Genetic Determinants of Drug-induced Cholestasis and Intrahepatic Cholestasis of Pregnancy

Christiane Pauli-Magnus, M.D.; Peter J. Meier, M.D.; Bruno Stieger, Ph.D.


Semin Liver Dis. 2010;30(2):147-159. 

In This Article

Genetics of Drug-induced Cholestasis

Investigations of the genetics of DILI have proved taxing, both because of their low incidence and their difficulty in replicating observed associations. Nevertheless, progress has now been achieved by both candidate-gene and genome-wide association approaches. In particular, associations between antituberculosis drug-related liver injury and the "slow acetylator" genotype for N-acetyltransferase 2, amoxicillin/clavulanate-related liver injury, the human leukocyte antigen (HLA) class II DRB1*1501 allele and flucloxacillin-related injury, and the HLA class I B*5701 allele are now established.[148,149] Although associations are so far drug-specific, more general susceptibility genes for DILI may exist. However, elucidation of these links requires further investigation, ideally by using large cohorts involving international collaboration.

Therefore, the functional and clinical impact of genetic variations in ABCB11 and ABCB4 for the development of DILI and, more specifically, cholestasis, is currently under investigation.[150] A Swiss study in 36 patients with drug-induced cholestasis supports a role of ABCB11 and ABCB4 mutations and polymorphisms in this condition. Specifically, full-length sequencing of ABCB11 and ABCB4 revealed a heterozygous p.D676Y mutation in BSEP observed in a patient taking fluvastatin and a heterozygous p.I764L mutation in MDR3 observed in a patient taking risperidone:[115] both suffered from hepatocellular cholestasis. The pathogenic implications of these mutations remain, however, unclear. In the case of BSEP, in vitro taurocholate transport was unchanged for the mutated protein whereas the impact of the p.I764L mutation on MDR3 expression and function was not investigated. In the same study, the BSEP p.V444A polymorphism was observed significantly more frequent in patients with drug-induced cholestasis than in patients with drug-induced hepatocellular injury and healthy controls, with the AA phenotype being encountered in 61% of cholestatic patients compared with 31% and 32% in patients with hepatocellular injury and healthy controls, respectively. Overall, carriers of the alanine phenotype carried a threefold increased risk to develop a cholestatic drug side effect under treatment with different drugs, such as β-lactam antibacterials, psychotropic drugs, and proton-pump inhibitors. However, the underlying mechanism remains still unclear, as none of these drugs could be shown to inhibit BSEP function in vitro (unpublished results). It can be speculated whether BSEP-inhibiting drugs with known cholestatic potential, such as cyclosporine, rifampicin, rifamycin, glibenclamide, troglitazone, or bosentan,[37,44,45,145] might predispose to the development of cholestasis in carriers of the alanine allele.

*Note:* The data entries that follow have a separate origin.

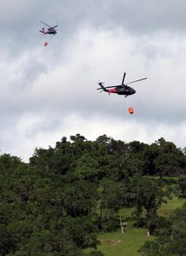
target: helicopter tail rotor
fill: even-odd
[[[42,28],[42,30],[39,30],[39,32],[44,35],[44,27]]]

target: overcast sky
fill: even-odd
[[[27,162],[77,133],[186,147],[184,0],[0,3],[1,154]],[[57,34],[40,33],[39,20]],[[119,84],[124,72],[126,83],[148,79],[127,99],[98,93],[98,79]]]

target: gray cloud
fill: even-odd
[[[185,5],[179,0],[3,1],[2,152],[27,160],[34,148],[78,132],[147,143],[165,136],[184,147]],[[39,20],[67,33],[43,36]],[[97,93],[97,79],[116,84],[124,72],[126,82],[148,77],[132,84],[136,95],[125,100]]]

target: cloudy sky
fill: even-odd
[[[1,154],[26,162],[77,133],[186,147],[184,0],[0,3]],[[57,34],[40,33],[39,20]],[[118,84],[124,72],[125,82],[148,79],[127,99],[98,93],[98,79]]]

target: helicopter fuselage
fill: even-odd
[[[56,31],[55,29],[48,29],[46,32],[44,32],[44,34],[55,35]]]
[[[118,86],[115,88],[108,89],[108,93],[117,93],[119,95],[129,96],[129,95],[135,94],[136,90],[133,88],[129,87],[127,85],[120,85],[120,86]]]

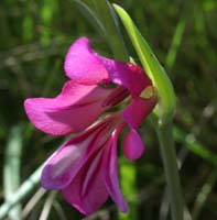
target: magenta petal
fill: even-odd
[[[64,69],[78,84],[115,82],[126,87],[133,97],[151,85],[141,67],[100,56],[90,47],[89,40],[78,38],[68,50]]]
[[[42,186],[46,189],[65,188],[84,164],[101,147],[109,121],[102,121],[61,146],[45,163]],[[102,134],[102,135],[101,135]]]
[[[117,158],[117,139],[119,135],[118,130],[113,131],[110,140],[105,146],[104,154],[104,175],[107,190],[112,198],[112,200],[117,204],[119,209],[122,212],[128,211],[128,205],[126,204],[118,180],[118,158]]]
[[[137,129],[142,120],[152,111],[155,103],[155,97],[132,99],[131,103],[123,110],[123,118],[129,127]]]
[[[117,62],[99,55],[98,57],[107,68],[110,80],[129,89],[132,97],[139,96],[145,87],[152,85],[140,66]]]
[[[78,38],[68,50],[64,69],[78,84],[95,85],[108,80],[107,69],[90,48],[89,40]]]
[[[30,121],[45,133],[65,135],[90,125],[104,111],[104,99],[111,92],[97,86],[68,81],[55,98],[33,98],[24,102]]]
[[[143,142],[138,132],[131,129],[123,140],[123,153],[130,161],[138,160],[144,153]]]
[[[64,198],[84,215],[97,211],[105,204],[108,193],[104,183],[101,152],[83,166],[62,193]]]

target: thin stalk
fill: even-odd
[[[172,123],[159,124],[158,136],[163,157],[172,219],[183,220],[184,206],[172,134]]]
[[[22,152],[22,127],[15,125],[11,129],[6,148],[6,162],[3,167],[3,188],[6,201],[13,197],[20,186],[20,160]],[[21,205],[17,204],[9,212],[11,220],[21,219]]]
[[[107,0],[93,0],[93,2],[95,12],[105,26],[106,40],[113,53],[113,57],[119,61],[129,61],[113,8]]]

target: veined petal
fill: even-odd
[[[140,66],[117,62],[99,55],[98,57],[108,70],[110,80],[126,87],[132,97],[139,96],[145,87],[152,85]]]
[[[122,212],[128,211],[118,180],[118,158],[117,158],[117,140],[122,128],[119,127],[113,131],[111,138],[105,146],[104,153],[104,176],[107,190]]]
[[[45,163],[42,186],[46,189],[63,189],[106,142],[109,121],[102,121],[84,133],[67,141]],[[105,135],[104,135],[105,134]]]
[[[141,98],[132,99],[131,103],[123,110],[123,118],[130,128],[137,129],[142,120],[152,111],[156,103],[156,98]]]
[[[66,75],[78,84],[96,85],[108,80],[108,73],[95,56],[89,40],[80,37],[69,47],[64,63]]]
[[[90,157],[74,180],[62,189],[64,198],[84,215],[97,211],[108,199],[101,151]]]
[[[144,153],[144,145],[141,136],[134,129],[131,129],[123,140],[123,154],[130,161],[138,160]]]
[[[32,98],[24,102],[30,121],[45,133],[65,135],[90,125],[104,111],[104,99],[111,92],[97,86],[68,81],[55,98]]]

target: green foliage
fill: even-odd
[[[116,0],[110,3],[118,3],[128,11],[170,74],[177,97],[173,133],[182,164],[181,180],[186,205],[189,212],[194,213],[195,220],[215,220],[217,218],[216,0]],[[89,19],[80,14],[77,6],[73,0],[1,1],[0,183],[3,183],[3,166],[10,161],[4,152],[12,141],[17,140],[15,144],[22,143],[20,183],[25,182],[63,142],[61,138],[51,138],[36,131],[29,123],[23,110],[23,100],[28,97],[53,97],[58,94],[66,80],[63,61],[70,43],[78,36],[86,35],[91,38],[96,50],[111,56],[102,35],[89,25]],[[130,56],[139,64],[140,59],[122,26],[121,32]],[[18,136],[11,135],[13,128],[22,128],[20,130],[22,142]],[[120,165],[123,164],[120,173],[123,194],[132,207],[130,215],[137,215],[137,217],[130,216],[130,219],[170,219],[167,211],[161,216],[159,213],[160,207],[166,206],[166,202],[162,204],[165,201],[162,199],[165,183],[156,136],[148,123],[141,128],[141,133],[145,134],[145,155],[133,164],[120,161]],[[19,172],[17,174],[19,175]],[[36,175],[39,176],[39,173]],[[34,178],[31,183],[33,186],[39,184]],[[24,186],[33,189],[33,186]],[[4,190],[1,184],[1,204],[7,200]],[[35,195],[32,191],[22,198],[21,215],[29,201],[36,198],[33,197]],[[48,207],[51,201],[52,207],[48,207],[47,218],[51,220],[64,218],[117,220],[119,217],[110,201],[95,216],[84,218],[58,194],[47,194],[40,198],[23,219],[39,219],[44,215],[45,205]]]

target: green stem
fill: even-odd
[[[163,165],[167,183],[167,193],[173,220],[183,220],[183,198],[176,163],[175,146],[172,134],[172,123],[159,124],[158,136],[163,157]]]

Only limited information is available so far on the functional consequences of genetic variation in basolateral transporter systems. Tirona et al identified 14 nonsynonymous SLCO1B1 polymorphisms SNPs in a population of African Americans and European Americans,[151] six of which exhibited reduced in vitro uptake of the OATP1B1 substrates estrone-3-sulfate and estradiol-17β-glucuronide. SLCO1B1 genetic variants have also been associated with interindividual differences in hepatic disposition of pravastatin and irinotecan, respectively.[152–155] Furthermore, the cellular uptake of the lipid-lowering drug rosuvastatin is highly dependent on NTCP and OATP function and varies upon the underlying SLCO1A1 and SLCO haplotypes.[156] Although the impact of these observations for the development of cholestasis remains to be studied, it could be speculated that differences in NTCP and OATP mediated basolateral drug uptake predisposes to the development of cholestasis by determining intracellular drug levels and hence, the concentration of potential competitive inhibitors of apical efflux transporters.